No other change to public C API has such enormous effect. For now, using Py_Is is nothing but code obfuscation. I discourage using it and will not approve any PR that uses it.

If PyPI has issues with using == for identity checks, they have a large issue with the C API.

1 Like

(Corrected PyPy myself)

They do have a large issue - it’s called movable objects. A big part of the reason we can’t even begin to experiment with movable objects, or indirection via handles, is because we use the PyObject pointer as the identity.[1]

I’m not a fan of overly strict guidelines anywhere, but I can certainly see the value in at least allowing people to use Py_Is where it makes sense in their code. Forbidding it is more limiting to ourselves than anyone else.


  1. We can try these under C++, because we can override == there, but not in C. ↩︎

7 Likes

I think this is a thorny problem (how friendly do we want to be for PyPy) but it’s too early for threats like “I won’t approve”. Let’s keep the discussion open.

3 Likes

I think the way to support PyPy and GraalPython is with HPy or something like it.

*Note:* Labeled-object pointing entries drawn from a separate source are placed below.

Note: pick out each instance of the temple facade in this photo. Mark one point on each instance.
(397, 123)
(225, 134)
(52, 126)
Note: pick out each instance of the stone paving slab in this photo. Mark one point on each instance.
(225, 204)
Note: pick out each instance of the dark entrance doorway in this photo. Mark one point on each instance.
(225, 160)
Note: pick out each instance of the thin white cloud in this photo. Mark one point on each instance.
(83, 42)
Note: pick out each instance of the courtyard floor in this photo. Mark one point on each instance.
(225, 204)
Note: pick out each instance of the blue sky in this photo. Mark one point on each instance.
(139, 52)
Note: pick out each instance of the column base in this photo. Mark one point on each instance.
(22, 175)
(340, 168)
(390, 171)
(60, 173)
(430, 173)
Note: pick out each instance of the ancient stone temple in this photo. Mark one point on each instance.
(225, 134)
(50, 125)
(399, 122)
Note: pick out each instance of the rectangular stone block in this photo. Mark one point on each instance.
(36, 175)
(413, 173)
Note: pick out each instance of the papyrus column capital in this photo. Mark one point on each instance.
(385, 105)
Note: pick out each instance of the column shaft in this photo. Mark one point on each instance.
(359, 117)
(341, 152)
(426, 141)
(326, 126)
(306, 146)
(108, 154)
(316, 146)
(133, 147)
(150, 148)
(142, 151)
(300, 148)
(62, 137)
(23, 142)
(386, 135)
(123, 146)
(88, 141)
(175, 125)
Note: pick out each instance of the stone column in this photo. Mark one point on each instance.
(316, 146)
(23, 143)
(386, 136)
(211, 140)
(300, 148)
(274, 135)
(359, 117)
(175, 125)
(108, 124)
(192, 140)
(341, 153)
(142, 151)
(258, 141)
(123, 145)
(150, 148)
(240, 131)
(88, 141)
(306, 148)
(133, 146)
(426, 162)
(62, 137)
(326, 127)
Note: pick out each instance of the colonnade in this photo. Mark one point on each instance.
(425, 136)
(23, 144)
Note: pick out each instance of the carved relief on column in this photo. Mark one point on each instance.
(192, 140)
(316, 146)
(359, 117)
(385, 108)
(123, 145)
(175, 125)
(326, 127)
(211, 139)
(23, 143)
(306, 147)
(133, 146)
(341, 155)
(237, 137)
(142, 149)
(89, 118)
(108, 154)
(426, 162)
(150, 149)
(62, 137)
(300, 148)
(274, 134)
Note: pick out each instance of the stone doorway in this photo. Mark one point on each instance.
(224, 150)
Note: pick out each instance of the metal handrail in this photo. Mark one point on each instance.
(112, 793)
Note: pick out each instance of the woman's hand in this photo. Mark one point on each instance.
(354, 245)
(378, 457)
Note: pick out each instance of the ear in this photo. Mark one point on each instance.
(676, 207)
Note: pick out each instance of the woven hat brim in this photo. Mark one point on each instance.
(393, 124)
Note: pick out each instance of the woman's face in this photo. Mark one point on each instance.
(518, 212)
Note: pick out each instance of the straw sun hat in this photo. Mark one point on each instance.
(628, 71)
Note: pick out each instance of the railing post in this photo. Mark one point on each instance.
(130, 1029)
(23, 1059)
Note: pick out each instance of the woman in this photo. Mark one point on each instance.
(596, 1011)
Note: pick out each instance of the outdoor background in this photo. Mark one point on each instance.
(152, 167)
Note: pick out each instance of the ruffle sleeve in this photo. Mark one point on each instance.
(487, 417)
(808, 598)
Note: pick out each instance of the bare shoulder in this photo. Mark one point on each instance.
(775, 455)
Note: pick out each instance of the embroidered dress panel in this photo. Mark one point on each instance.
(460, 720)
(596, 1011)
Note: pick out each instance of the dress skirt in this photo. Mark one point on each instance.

Adding macros like Py_Is is the worst of both worlds. It doesn’t by itself allow C extensions to work with PyPy or GraalPython, but it does obfuscate the C code and uses a name that might have been useful with a HPy like interface in the future.

HPy has a HPy_Is(ctx, x, y) function. Using Py_Is(x, y) ease the migration to HPy: it’s easier to replace Py_Is() with HPy_Is() than going through all x == y and x != y comparisons to check if objects are compared.

3 Likes

I understand that changing every existing == to Py_Is is way too disruptive in most cases. This is particularly true for code that is part of CPython, which is not going to be used in alternative python implementations anyway.

However, there is still value in having the function as part of the API, for several reasons:

  • code generators like cython can generate it
  • when an extension module reports a bug when running on PyPy that is caused by using ==, there is a way to fix it that works on all implementations.

Also, I wanted to give some more background on how PyPy does things: right now, we mostly don’t break == in C, at the cost of a much less efficient emulation of the C-API. There is one situation where we do break ==, but that happens only for immutable builtin type, where users mostly already know that you shouldn’t depend on identity. Python is deals with that case correctly, but when using ==there is no way to achieve this fix in C extensions.

1 Like

The research I recall from extreme programming is that it is better to only code what you need and not attempt to predict what you may need in the future. The research shows it is wasted effort as the predictions are almost always wrong.

When HPy is ready I plan to port to it, but not attempt to change code in an attempt to make the port possibly easier before hand.